You’ll no doubt receive an inordinate amount of advice in the next few days, advice that you won’t take. Why not? It takes experience, more than anything, to learn how to navigate the seas of college. That’s what college is, after all. Adjustment. Transition. Growth. Change. What’s the catch-up game if not change, repeated, repeated, repeated—then revised, until you’re caught-up? A fully mature adult. Or something like it.

This change, the one I describe, is not reinvention, ...though, nor is it a conversion. Rather, it is the subtle and deliberate, at times painstaking, movement from what you are to what you want to be. What you should be. Chances are, who you are will never be quite good enough, in the grand scheme of things.

When you wrote your college essay, your guidance counselor probably gave you the advice, “Be yourself.”

Please. You’ve got to be better than that.

But that’s not a call to arms; revolutionary change is damaging in big and small things; creating a war-zone inside yourself is a fools bargain filled with pain. Don’t change like that: your mother should know you, recognize you, when you go home for Thanksgiving. Rather, “Nice and easy does it,” as Frank Sinatra says. We agree.

And the big changes don’t end with freshman year. Prepare yourselves for the D-plan, which is change on crack. The D-plan reduces life to three-month stints here, there, and everywhere. Sophomore fall, you might join a Greek house, make great new friends…and not see them again for six months, as you go abroad to Barcelona, then work for a term in New York.

Then there’s Sophomore summer, a touching-point for your class. After the bliss that is Sophomore summer, maybe you’ve made your best friends, maybe you’re dating someone, and then wham. You might not see them until Junior spring, or worse, Senior fall. Friendships dissolve, relationships dwindle. You work hard to counter the D-Plan’s tendency toward entropy, but feel drained on those last blurry-eyed nights of each term, before you say goodbye—again—to a different set of friends.
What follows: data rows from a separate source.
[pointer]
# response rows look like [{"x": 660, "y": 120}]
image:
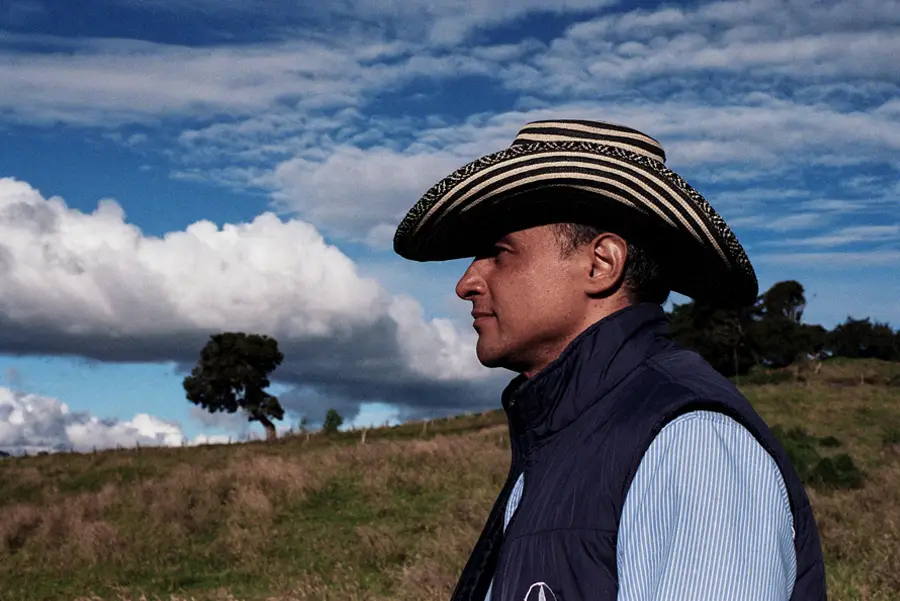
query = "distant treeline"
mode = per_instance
[{"x": 771, "y": 333}]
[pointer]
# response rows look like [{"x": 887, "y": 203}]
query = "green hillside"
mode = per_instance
[{"x": 394, "y": 518}]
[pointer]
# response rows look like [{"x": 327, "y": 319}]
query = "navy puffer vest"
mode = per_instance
[{"x": 578, "y": 430}]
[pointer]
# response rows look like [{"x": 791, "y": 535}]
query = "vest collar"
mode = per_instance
[{"x": 591, "y": 365}]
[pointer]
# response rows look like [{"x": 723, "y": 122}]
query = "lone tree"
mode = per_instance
[
  {"x": 333, "y": 421},
  {"x": 232, "y": 373}
]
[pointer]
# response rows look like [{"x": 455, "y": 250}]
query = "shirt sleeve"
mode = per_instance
[{"x": 707, "y": 518}]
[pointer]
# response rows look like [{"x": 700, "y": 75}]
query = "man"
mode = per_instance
[{"x": 638, "y": 472}]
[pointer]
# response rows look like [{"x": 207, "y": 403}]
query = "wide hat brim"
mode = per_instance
[{"x": 589, "y": 172}]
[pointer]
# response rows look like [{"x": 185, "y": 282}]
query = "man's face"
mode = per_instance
[{"x": 528, "y": 300}]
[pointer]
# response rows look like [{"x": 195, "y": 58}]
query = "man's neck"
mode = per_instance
[{"x": 597, "y": 311}]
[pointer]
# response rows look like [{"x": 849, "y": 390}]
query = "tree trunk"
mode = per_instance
[{"x": 269, "y": 426}]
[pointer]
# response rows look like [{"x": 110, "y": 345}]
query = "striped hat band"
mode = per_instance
[{"x": 616, "y": 171}]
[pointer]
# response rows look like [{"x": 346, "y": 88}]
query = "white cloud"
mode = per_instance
[
  {"x": 30, "y": 422},
  {"x": 91, "y": 284},
  {"x": 360, "y": 194}
]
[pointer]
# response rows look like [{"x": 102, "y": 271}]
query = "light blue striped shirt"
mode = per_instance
[{"x": 707, "y": 517}]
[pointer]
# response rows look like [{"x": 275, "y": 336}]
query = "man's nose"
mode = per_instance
[{"x": 470, "y": 284}]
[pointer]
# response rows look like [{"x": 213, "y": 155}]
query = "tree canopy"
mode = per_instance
[
  {"x": 771, "y": 333},
  {"x": 233, "y": 373}
]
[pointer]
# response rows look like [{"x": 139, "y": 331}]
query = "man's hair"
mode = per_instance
[{"x": 643, "y": 279}]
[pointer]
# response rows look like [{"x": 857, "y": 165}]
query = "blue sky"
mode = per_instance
[{"x": 172, "y": 168}]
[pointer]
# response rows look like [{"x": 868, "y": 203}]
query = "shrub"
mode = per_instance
[
  {"x": 824, "y": 473},
  {"x": 333, "y": 421}
]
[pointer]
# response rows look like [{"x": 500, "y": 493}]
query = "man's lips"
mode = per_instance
[{"x": 479, "y": 317}]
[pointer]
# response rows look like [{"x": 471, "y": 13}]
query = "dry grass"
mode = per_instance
[{"x": 393, "y": 518}]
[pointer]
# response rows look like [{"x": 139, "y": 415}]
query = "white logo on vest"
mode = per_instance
[{"x": 539, "y": 591}]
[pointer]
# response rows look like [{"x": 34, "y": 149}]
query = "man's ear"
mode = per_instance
[{"x": 608, "y": 255}]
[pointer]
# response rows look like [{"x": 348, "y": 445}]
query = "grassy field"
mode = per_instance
[{"x": 394, "y": 518}]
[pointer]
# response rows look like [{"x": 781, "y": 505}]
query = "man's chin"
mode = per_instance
[{"x": 490, "y": 357}]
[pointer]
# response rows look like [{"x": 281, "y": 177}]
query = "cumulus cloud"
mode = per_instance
[
  {"x": 92, "y": 285},
  {"x": 33, "y": 423}
]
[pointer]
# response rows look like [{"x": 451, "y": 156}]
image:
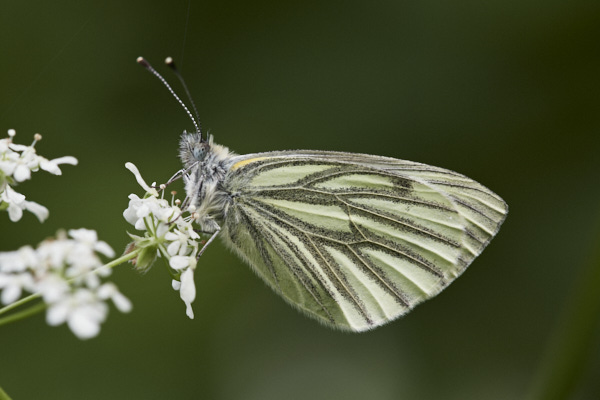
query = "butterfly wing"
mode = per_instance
[{"x": 356, "y": 240}]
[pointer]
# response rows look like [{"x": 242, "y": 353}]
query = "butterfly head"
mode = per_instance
[{"x": 193, "y": 148}]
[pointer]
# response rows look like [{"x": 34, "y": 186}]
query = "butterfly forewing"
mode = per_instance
[{"x": 355, "y": 240}]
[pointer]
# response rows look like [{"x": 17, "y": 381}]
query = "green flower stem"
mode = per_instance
[
  {"x": 28, "y": 312},
  {"x": 124, "y": 258},
  {"x": 569, "y": 348},
  {"x": 3, "y": 395}
]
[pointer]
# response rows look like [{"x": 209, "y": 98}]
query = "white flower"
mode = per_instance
[
  {"x": 170, "y": 232},
  {"x": 17, "y": 203},
  {"x": 82, "y": 311},
  {"x": 17, "y": 162},
  {"x": 67, "y": 272}
]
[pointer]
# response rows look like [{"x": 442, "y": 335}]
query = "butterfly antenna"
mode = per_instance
[
  {"x": 142, "y": 61},
  {"x": 169, "y": 61}
]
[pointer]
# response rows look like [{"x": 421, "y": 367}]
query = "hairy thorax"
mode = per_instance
[{"x": 205, "y": 166}]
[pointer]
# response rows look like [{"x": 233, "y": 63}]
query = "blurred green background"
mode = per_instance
[{"x": 507, "y": 93}]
But it is all worth it, you realize, by the time senior year rolls around. Like you freshmen, us seniors are here for the full year, and are about to embark on our own adventures soon. We will cherish our last year here as you cherish your first. And though none of us are fully-matured adults, we’re beginning to resemble something like it (that’ll be us running around in our suits this fall, trying to beat the job market)—and we wish you the best of luck playing your personal catch-up game, as we finish playing ours.